Gesellschaft am Abgrund

Wie in ihrem gesamten Wahlkampf nimmt die APPD auch bei diesem Spot Anleihen bei bekannten Horror- und Science-Fiction-Klassikern wie George A. Romeros Dawn of the dead oder Soylent Green. Entsprechende Genrekenntnisse vorausgesetzt, erschließt sich der eigentliche Gehalt des vordergründig schmuddeligen Treibens: Beide Filme zeigen eine Gesellschaft am Abgrund, die kritische Rückschlüsse auf die realen Verhältnisse ihrer Entstehungszeit nahelegt: Einmal New York im Jahr 2022 und einmal ein nicht näher bestimmtes Everytown USA.

Eine Szene aus dem APPD-Spot, in der zwei Frauen mit den Zähnen an einem blutigen Fleischstück zerren, ist nahezu bildgetreu aus Romeros Zombiefilm zitiert. Auch die Hintergrundmusik klingt wie eine Low-Fidelity-Version des Soundtracks von „Dawn of the dead“, mit dem die italienischen Progressivrocker Goblin seinerzeit bekannt wurden. Die Hommage an den Erfinder des Zombiefilms reicht jedoch noch weiter: Auch die mit Supermarkt-Tüten verhüllten Gesichter einiger Personen können durchaus als Anspielung auf die ent-individualisierte Konsumgesellschaft durchgehen – Romeros Zombieheer schleicht schließlich nicht zufällig durch eine typische Shopping-Mall in einer gesichtslosen Stadt.

Mit „Veranda 2022 – die überleben wollen”, dem Titel ihres Wahlprogramms, bezieht sich die APPD auf einen anderen Genre-Klassiker: „Soylent Green“, dessen deutscher Verleihtitel „Soylent Green – 2022 … die überleben wollen“ lautet. Nachdem das Ökosystem kollabiert ist, suchen die arbeitslosen und herumlungernden Bewohner in einem vollkommen überbevölkerten New York des Jahres 2022 verzweifelt nach Nahrung.

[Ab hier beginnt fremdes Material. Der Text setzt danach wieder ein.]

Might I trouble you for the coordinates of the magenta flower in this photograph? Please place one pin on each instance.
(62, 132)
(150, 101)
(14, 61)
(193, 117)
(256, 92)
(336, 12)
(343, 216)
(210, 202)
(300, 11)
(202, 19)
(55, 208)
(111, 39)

Der von Charlton Heston gespielte Protagonist entdeckt schließlich in einer Entsorgungsanstalt für Leichen, dass Soylent Green nicht, wie vom Soylent-Konzern behauptet, aus Plankton hergestellt wird, sondern aus sehr menschlichen Zutaten. Die Grundstimmung dieses SciFi-Klassikers klingt ebenfalls in der APPD-Wahlwerbung an.

Die Frage, ob es sich bei der APPD-Wahlwerbung um eine Übertreibung mit künstlerischer Absicht handelt oder nicht, kann somit klar für die APPD entschieden werden. Dass Kunst nicht jedem gefallen muss, ist eine andere Sache. Wolfgang Wendland weiß das aus einschlägiger Erfahrung, schließlich musste seine Band „Die Kassierer“ vor einigen Jahren im Rahmen eines Indizierungsverfahrens offiziell zu Kunst erklärt werden.

Großer Medienrummel um die Kleinpartei

Egal wie der Rechtsstreit um die Ersatzsendezeit für die beiden zensierten Ausstrahlungen ausgeht, der APPD hat der Medienrummel um ihren Werbespot sicher nicht geschadet. Laut Parteiangaben wird der Spot etwa 30.000 Mal pro Tag heruntergeladen. Im Rahmen der Berichterstattung über den Skandal wurde er auch in Sendungen wie „Extra 3“ und „Polylux“ mehrfach gezeigt – mehr kann sich die Partei eigentlich gar nicht wünschen. Wählen wird sie wahrscheinlich trotzdem kaum jemand und das nicht nur, weil sie nur in Hamburg und Berlin auf dem Wahlzettel steht. Aber darauf kommt es den Pogo-Anarchisten ja auch gar nicht an. Die nächste Ausstrahlung ist am Montag, den 12.9., um 21.40 Uhr im ZDF.

Nachtrag der Redaktion: Das Bundesverfassungsgericht hat am Montag den Eilantrag der APPD abgelehnt, mit der die Pogo-Partei erreichen wollte, dass das ZDF den Wahlspot ungekürzt senden müssen. Für eine Entscheidung gebe es nicht genügend Zeit, zudem könne die APPD einen Ersatzspot beim ZDF senden. Auch beim Oberverwaltungsgericht Münster musste die APPD eine Niederlage einstecken. Das Gericht stoppte am Montag eine erneute Sendung des Wahlspots in der ARD. Es sei nicht klar, ob es sich hierbei überhaupt um eine Wahlwerbung handele.